Sunday, January 31, 2016

Spurgeon: religious luxury

Sunday, January 31, 2016
    Commemoration of John Bosco, Priest, Founder of the Salesian Teaching Order, 1888
Meditation:
    Come now, you rich, weep and howl for the miseries that are coming upon you. Your riches have rotted and your garments are moth-eaten. Your gold and silver have corroded, and their corrosion will be evidence against you and will eat your flesh like fire. You have laid up treasure in the last days. Behold, the wages of the laborers who mowed your fields, which you kept back by fraud, are crying out against you, and the cries of the harvesters have reached the ears of the Lord of hosts. You have lived on the earth in luxury and in self-indulgence. You have fattened your hearts in a day of slaughter.
    —James 5:1-5 (ESV)
Quotation:
    O brethren, it is sickening work to think of your cushioned seats, your chants, your anthems, your choirs, your organs, your gowns, and your bands, and I know not what besides, all made to be instruments of religious luxury, if not of pious dissipation, while ye need far more to be stirred up and incited to holy ardour for the propagation of the truth as it is in Jesus.

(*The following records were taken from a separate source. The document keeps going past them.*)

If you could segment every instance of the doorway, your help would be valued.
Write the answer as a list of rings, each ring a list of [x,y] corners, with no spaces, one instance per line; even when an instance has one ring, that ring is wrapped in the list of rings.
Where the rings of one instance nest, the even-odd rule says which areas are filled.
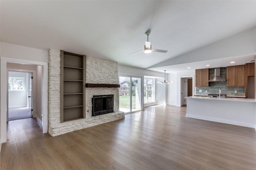
[[[26,69],[26,68],[12,68],[10,70],[10,67],[7,67],[8,63],[20,63],[20,65],[25,66],[28,65],[34,66],[38,68],[40,68],[40,72],[37,72],[38,75],[40,75],[41,78],[40,79],[41,82],[38,84],[38,90],[41,92],[42,96],[38,98],[40,99],[40,102],[34,100],[34,103],[40,102],[41,106],[38,107],[38,110],[40,111],[40,116],[42,116],[42,133],[47,133],[48,130],[48,63],[47,62],[36,61],[31,60],[24,60],[16,58],[0,57],[0,80],[1,81],[1,86],[0,90],[1,95],[0,96],[0,138],[1,143],[4,143],[7,141],[7,127],[8,114],[8,100],[7,99],[8,89],[8,71],[21,71],[20,69]],[[22,67],[24,66],[22,66]],[[26,70],[26,72],[29,72],[30,70]],[[33,74],[34,77],[37,76]],[[38,80],[39,80],[38,79]],[[33,81],[35,82],[35,81]],[[37,86],[37,88],[38,87]],[[36,88],[34,88],[34,90]],[[34,93],[34,94],[35,94]],[[35,109],[34,108],[34,109]],[[34,112],[34,110],[33,110]],[[34,116],[34,115],[33,115]]]
[[[180,78],[180,106],[186,106],[186,97],[193,96],[194,86],[193,77],[185,76]]]
[[[32,117],[33,73],[8,72],[7,121]]]
[[[130,113],[141,110],[141,79],[119,76],[119,111]]]

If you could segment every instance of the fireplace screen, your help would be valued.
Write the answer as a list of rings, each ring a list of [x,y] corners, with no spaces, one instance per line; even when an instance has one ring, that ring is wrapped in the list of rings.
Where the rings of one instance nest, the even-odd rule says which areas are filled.
[[[92,116],[95,116],[114,112],[114,95],[94,96],[92,100]]]

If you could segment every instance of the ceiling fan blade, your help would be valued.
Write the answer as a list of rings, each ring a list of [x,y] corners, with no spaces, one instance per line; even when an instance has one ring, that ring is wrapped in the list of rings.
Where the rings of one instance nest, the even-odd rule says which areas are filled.
[[[142,50],[140,51],[136,52],[135,53],[133,53],[131,54],[129,54],[129,55],[132,55],[133,54],[136,54],[136,53],[140,53],[141,52],[144,51],[144,50]]]
[[[145,47],[146,49],[150,49],[151,43],[150,41],[145,41]]]
[[[166,52],[167,52],[168,51],[167,51],[167,50],[159,50],[158,49],[152,49],[152,51],[158,52],[159,52],[159,53],[166,53]]]

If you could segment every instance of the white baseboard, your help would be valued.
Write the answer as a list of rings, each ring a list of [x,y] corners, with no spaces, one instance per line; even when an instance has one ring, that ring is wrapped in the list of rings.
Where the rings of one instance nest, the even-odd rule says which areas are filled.
[[[156,105],[156,102],[152,102],[150,103],[146,103],[144,104],[144,107],[147,107],[152,106]]]
[[[177,106],[177,104],[176,104],[176,103],[167,103],[167,105],[170,105],[170,106]]]
[[[230,120],[215,118],[214,117],[206,117],[205,116],[198,116],[196,115],[188,114],[186,114],[186,117],[190,117],[192,118],[197,119],[201,120],[208,120],[209,121],[215,121],[216,122],[237,125],[238,126],[244,126],[245,127],[252,127],[256,129],[256,126],[255,126],[255,125],[254,124],[250,124],[240,121],[234,121]]]
[[[38,117],[37,117],[37,116],[36,115],[35,115],[36,116],[36,121],[39,123],[39,125],[40,125],[40,126],[41,126],[41,127],[42,127],[42,128],[43,128],[43,125],[42,123],[42,121],[41,120],[40,120],[40,119],[39,119],[38,118]]]

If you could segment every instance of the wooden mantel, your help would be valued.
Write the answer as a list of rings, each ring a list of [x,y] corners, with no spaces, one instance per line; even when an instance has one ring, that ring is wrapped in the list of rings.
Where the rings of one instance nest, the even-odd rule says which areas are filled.
[[[107,87],[107,88],[116,88],[120,87],[120,84],[93,84],[86,83],[85,84],[85,87]]]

    ... Charles Haddon Spurgeon (1834-1892), The Metropolitan Tabernacle Pulpit: Sermons, Passmore & Alabaster, 1856, p. 83-84 (see the book)
    See also Jas. 5:1-5; Mark 4:13-20; 12:38-40; John 14:6
Quiet time reflection:
    Lord, I confess that I have looked after myself first and ignored the needs of my brother. I pray that You work in me to cure this sickness of my soul.